Given the far lower number of
women in the sciences, one unacknowledged consequence of female preference in hiring may be
the compensatory pressure to hire and promote
women in the humanities and social sciences. The "feminization" of some branches of these "soft"
disciplines has been a palpable byproduct of this strategy -- feminization
referring not just to the numbers but to what and how women who ostensibly share
the ideological disposition of the Women's
Caucus tend to teach. Does this not necessarily reshape the
nature of higher learning in
ways that we would be wise to scrutinize?
Unfortunately,
the problem President Summers addressed will persist despite the attempts to silence him. No one
doubts that women seeking careers in science
face greater challenges than those in other academic and research fields. At a recent forum of Harvard
graduate students, a succession of budding
female scientists expressed their anxieties about having chosen careers that will conflict, more
than most, with their no less strong desires to raise and nurture a family. More
than one young woman present felt that a
job with reduced pressure during her childbearing years might
better suit her needs than
competition at the very highest levels. The good news is that most of the young women acknowledged that
their dilemma was one of choice rather than
a product of discrimination against them.
The very
notion of "underrepresentation," based as it is on the implicit goal of numerical parity, greatly
prejudices our ability to understand why women make the choices that they do.
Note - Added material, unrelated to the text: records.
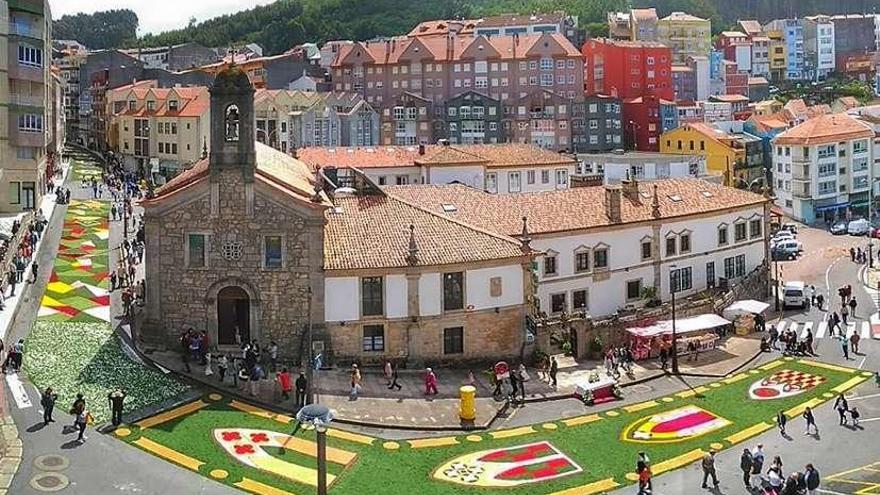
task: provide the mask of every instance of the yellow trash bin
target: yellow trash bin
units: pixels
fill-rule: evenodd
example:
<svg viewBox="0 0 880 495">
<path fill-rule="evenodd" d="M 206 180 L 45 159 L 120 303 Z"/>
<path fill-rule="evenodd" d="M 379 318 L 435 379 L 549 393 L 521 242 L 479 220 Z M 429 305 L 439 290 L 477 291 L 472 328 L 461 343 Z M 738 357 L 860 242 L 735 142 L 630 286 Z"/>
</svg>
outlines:
<svg viewBox="0 0 880 495">
<path fill-rule="evenodd" d="M 458 389 L 461 396 L 461 407 L 458 415 L 465 421 L 477 419 L 476 395 L 477 389 L 473 385 L 465 385 Z"/>
</svg>

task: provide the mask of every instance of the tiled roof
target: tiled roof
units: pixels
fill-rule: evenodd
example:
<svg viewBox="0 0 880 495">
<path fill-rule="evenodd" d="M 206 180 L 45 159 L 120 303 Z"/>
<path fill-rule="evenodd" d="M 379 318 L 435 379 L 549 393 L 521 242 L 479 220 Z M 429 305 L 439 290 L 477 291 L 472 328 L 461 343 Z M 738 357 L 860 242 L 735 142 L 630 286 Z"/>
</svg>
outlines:
<svg viewBox="0 0 880 495">
<path fill-rule="evenodd" d="M 788 120 L 784 115 L 775 113 L 773 115 L 753 115 L 750 119 L 755 126 L 762 131 L 770 131 L 788 128 Z"/>
<path fill-rule="evenodd" d="M 749 86 L 757 86 L 759 84 L 770 84 L 765 77 L 749 77 Z"/>
<path fill-rule="evenodd" d="M 589 40 L 590 43 L 596 42 L 605 45 L 611 46 L 621 46 L 626 48 L 668 48 L 663 43 L 659 43 L 657 41 L 648 41 L 648 40 L 615 40 L 611 38 L 593 38 Z"/>
<path fill-rule="evenodd" d="M 730 95 L 713 95 L 710 96 L 711 99 L 720 102 L 726 103 L 742 103 L 749 101 L 748 96 L 743 96 L 741 94 L 730 94 Z"/>
<path fill-rule="evenodd" d="M 661 21 L 707 21 L 708 19 L 702 19 L 695 15 L 690 15 L 686 12 L 673 12 L 668 16 L 660 19 Z"/>
<path fill-rule="evenodd" d="M 766 202 L 762 196 L 700 179 L 677 178 L 641 183 L 633 201 L 622 197 L 621 223 L 654 220 L 654 185 L 660 199 L 661 218 L 671 219 Z M 419 204 L 438 214 L 459 219 L 499 234 L 516 236 L 522 217 L 531 234 L 579 231 L 612 224 L 605 213 L 605 188 L 575 187 L 562 191 L 490 194 L 467 186 L 386 186 L 390 196 Z M 454 207 L 445 211 L 443 205 Z M 447 207 L 446 210 L 452 208 Z"/>
<path fill-rule="evenodd" d="M 792 127 L 776 137 L 776 144 L 813 145 L 874 137 L 871 127 L 844 113 L 822 115 Z"/>
<path fill-rule="evenodd" d="M 783 108 L 792 112 L 796 116 L 803 116 L 807 113 L 807 104 L 804 103 L 804 100 L 801 98 L 788 100 L 788 103 L 786 103 Z"/>
<path fill-rule="evenodd" d="M 650 21 L 652 19 L 655 21 L 657 20 L 657 9 L 655 9 L 653 7 L 650 9 L 632 9 L 630 11 L 630 13 L 633 16 L 633 18 L 641 20 L 641 21 L 645 21 L 645 20 Z"/>
<path fill-rule="evenodd" d="M 831 113 L 831 106 L 822 103 L 820 105 L 813 105 L 811 107 L 807 107 L 807 117 L 813 118 L 818 117 L 820 115 L 827 115 Z"/>
<path fill-rule="evenodd" d="M 449 27 L 455 25 L 459 28 L 459 35 L 467 35 L 476 28 L 501 28 L 508 26 L 533 26 L 536 24 L 561 24 L 562 15 L 558 13 L 520 15 L 499 14 L 481 19 L 438 19 L 420 22 L 410 32 L 409 36 L 432 36 L 442 35 L 449 32 Z"/>
<path fill-rule="evenodd" d="M 755 20 L 739 21 L 739 27 L 748 34 L 760 33 L 764 29 L 761 23 Z"/>
<path fill-rule="evenodd" d="M 726 38 L 745 38 L 746 34 L 739 31 L 721 31 L 721 36 Z"/>
<path fill-rule="evenodd" d="M 300 148 L 297 157 L 313 170 L 323 167 L 384 168 L 418 165 L 480 164 L 487 168 L 573 165 L 576 160 L 531 144 L 427 145 L 424 155 L 418 146 L 343 148 Z"/>
<path fill-rule="evenodd" d="M 408 266 L 410 225 L 418 266 L 523 256 L 519 241 L 385 195 L 337 197 L 325 213 L 324 269 Z"/>
<path fill-rule="evenodd" d="M 255 177 L 263 183 L 279 189 L 302 201 L 311 202 L 314 195 L 315 176 L 306 164 L 262 143 L 254 143 L 257 169 Z M 156 190 L 154 198 L 145 204 L 157 203 L 172 194 L 207 178 L 209 158 L 199 160 L 192 168 L 185 170 Z M 321 195 L 320 206 L 327 206 L 329 200 Z"/>
<path fill-rule="evenodd" d="M 841 96 L 837 99 L 847 110 L 850 108 L 855 108 L 859 106 L 859 100 L 857 100 L 854 96 Z"/>
<path fill-rule="evenodd" d="M 184 86 L 175 88 L 153 88 L 135 86 L 124 89 L 118 88 L 112 90 L 119 98 L 116 101 L 122 101 L 121 98 L 128 92 L 135 95 L 138 100 L 139 108 L 130 110 L 126 104 L 124 110 L 114 115 L 128 117 L 201 117 L 211 108 L 211 97 L 208 88 L 204 86 Z M 108 96 L 112 100 L 114 97 Z M 155 102 L 153 110 L 148 110 L 145 100 Z M 168 107 L 169 100 L 177 101 L 177 110 L 172 111 Z"/>
</svg>

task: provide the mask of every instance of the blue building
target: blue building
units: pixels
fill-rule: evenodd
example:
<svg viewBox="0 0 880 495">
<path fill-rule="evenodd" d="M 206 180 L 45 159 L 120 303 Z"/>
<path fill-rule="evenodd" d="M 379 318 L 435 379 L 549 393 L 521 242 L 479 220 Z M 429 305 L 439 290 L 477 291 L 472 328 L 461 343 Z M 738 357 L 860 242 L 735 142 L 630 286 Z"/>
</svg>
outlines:
<svg viewBox="0 0 880 495">
<path fill-rule="evenodd" d="M 776 19 L 765 30 L 782 32 L 788 53 L 785 78 L 792 81 L 804 79 L 804 24 L 799 19 Z"/>
</svg>

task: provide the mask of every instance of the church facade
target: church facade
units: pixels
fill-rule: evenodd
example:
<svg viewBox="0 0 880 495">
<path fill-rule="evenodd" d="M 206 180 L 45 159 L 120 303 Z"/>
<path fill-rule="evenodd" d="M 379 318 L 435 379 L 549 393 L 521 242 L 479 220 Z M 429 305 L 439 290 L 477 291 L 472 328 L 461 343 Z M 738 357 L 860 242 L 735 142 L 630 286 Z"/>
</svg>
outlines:
<svg viewBox="0 0 880 495">
<path fill-rule="evenodd" d="M 304 165 L 255 144 L 253 93 L 240 69 L 218 74 L 209 156 L 142 203 L 145 345 L 170 347 L 195 328 L 221 350 L 258 339 L 298 353 L 323 318 L 330 203 Z"/>
</svg>

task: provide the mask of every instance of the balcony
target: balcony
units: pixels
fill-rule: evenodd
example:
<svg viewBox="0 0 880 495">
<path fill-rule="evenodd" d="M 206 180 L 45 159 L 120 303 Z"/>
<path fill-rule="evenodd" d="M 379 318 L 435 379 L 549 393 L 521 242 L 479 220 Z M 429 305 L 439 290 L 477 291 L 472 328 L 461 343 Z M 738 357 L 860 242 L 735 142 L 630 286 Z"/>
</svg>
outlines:
<svg viewBox="0 0 880 495">
<path fill-rule="evenodd" d="M 802 199 L 810 199 L 813 197 L 813 195 L 810 194 L 810 184 L 800 182 L 793 182 L 791 184 L 791 195 L 795 198 Z"/>
<path fill-rule="evenodd" d="M 21 10 L 31 14 L 43 15 L 42 0 L 7 0 L 9 10 Z"/>
<path fill-rule="evenodd" d="M 15 146 L 28 148 L 43 148 L 46 146 L 45 132 L 30 132 L 18 129 L 18 124 L 9 130 L 9 141 Z"/>
<path fill-rule="evenodd" d="M 20 22 L 9 23 L 9 34 L 23 36 L 25 38 L 43 39 L 43 30 L 39 27 L 29 26 Z"/>
<path fill-rule="evenodd" d="M 794 180 L 809 181 L 810 180 L 810 166 L 809 165 L 792 164 L 791 178 Z"/>
<path fill-rule="evenodd" d="M 42 96 L 20 95 L 15 93 L 9 95 L 9 104 L 20 107 L 43 108 L 45 106 Z"/>
</svg>

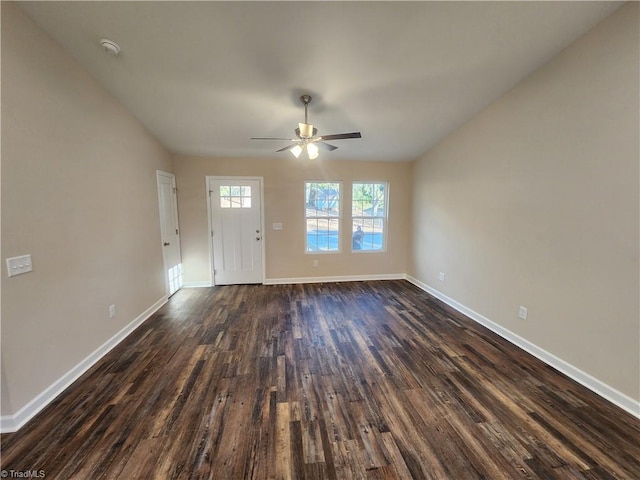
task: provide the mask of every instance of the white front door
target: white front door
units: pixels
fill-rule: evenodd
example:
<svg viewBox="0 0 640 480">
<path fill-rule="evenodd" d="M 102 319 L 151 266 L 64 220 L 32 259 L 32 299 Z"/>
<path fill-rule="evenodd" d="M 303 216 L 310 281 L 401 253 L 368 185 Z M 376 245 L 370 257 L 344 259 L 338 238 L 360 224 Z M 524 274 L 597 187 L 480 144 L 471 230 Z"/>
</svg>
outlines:
<svg viewBox="0 0 640 480">
<path fill-rule="evenodd" d="M 213 284 L 262 283 L 262 181 L 208 177 Z"/>
<path fill-rule="evenodd" d="M 157 177 L 162 260 L 164 261 L 166 294 L 170 297 L 182 288 L 182 259 L 180 258 L 176 177 L 172 173 L 159 170 L 157 171 Z"/>
</svg>

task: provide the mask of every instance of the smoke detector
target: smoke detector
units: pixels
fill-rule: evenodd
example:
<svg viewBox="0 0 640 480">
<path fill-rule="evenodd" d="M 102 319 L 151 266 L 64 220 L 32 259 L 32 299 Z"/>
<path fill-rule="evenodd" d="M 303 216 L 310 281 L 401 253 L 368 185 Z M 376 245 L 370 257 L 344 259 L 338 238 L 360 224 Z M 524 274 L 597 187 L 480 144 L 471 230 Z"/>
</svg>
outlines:
<svg viewBox="0 0 640 480">
<path fill-rule="evenodd" d="M 120 46 L 113 40 L 103 38 L 102 40 L 100 40 L 100 45 L 102 45 L 104 51 L 109 55 L 118 55 L 120 53 Z"/>
</svg>

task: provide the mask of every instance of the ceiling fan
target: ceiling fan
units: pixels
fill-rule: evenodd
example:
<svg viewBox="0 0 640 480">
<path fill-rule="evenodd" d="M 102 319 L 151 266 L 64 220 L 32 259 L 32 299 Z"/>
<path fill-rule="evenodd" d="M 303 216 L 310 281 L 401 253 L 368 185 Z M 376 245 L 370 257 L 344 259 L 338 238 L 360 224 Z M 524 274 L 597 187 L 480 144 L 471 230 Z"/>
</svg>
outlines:
<svg viewBox="0 0 640 480">
<path fill-rule="evenodd" d="M 284 152 L 289 150 L 294 157 L 298 158 L 300 154 L 306 150 L 309 159 L 313 160 L 318 158 L 319 148 L 323 148 L 328 151 L 335 150 L 335 145 L 330 145 L 325 140 L 344 140 L 347 138 L 362 138 L 360 132 L 353 133 L 334 133 L 332 135 L 320 135 L 316 136 L 318 129 L 309 124 L 307 107 L 311 103 L 311 95 L 302 95 L 300 101 L 304 104 L 304 123 L 299 123 L 298 128 L 295 129 L 297 138 L 277 138 L 277 137 L 252 137 L 251 140 L 287 140 L 294 142 L 291 145 L 287 145 L 276 152 Z"/>
</svg>

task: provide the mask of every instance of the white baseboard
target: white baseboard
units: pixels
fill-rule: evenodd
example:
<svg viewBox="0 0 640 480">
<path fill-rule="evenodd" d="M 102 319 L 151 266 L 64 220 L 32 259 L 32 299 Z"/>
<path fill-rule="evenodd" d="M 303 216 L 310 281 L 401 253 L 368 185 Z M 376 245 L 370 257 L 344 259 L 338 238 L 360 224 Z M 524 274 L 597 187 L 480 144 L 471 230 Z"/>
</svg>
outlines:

If
women gravitate to the hard sciences less
than to other fields, we ought to grant them the intelligence of
sentient creatures, recognizing
the potential loneliness of such choices while trying to understand why groups and
individuals act as they do. It is not President Summers who owes women an apology;
it is the complainers and agitators who owe
both him and all of us an apology for trying to shut down discussion of an "inequality" that is not likely
to disappear.
Ruth Wisse is the
Martin Peretz Professor of Yiddish Literature and Professor of Comparative Literature at Harvard.
Wall Street Journal Online, January 21, 2005.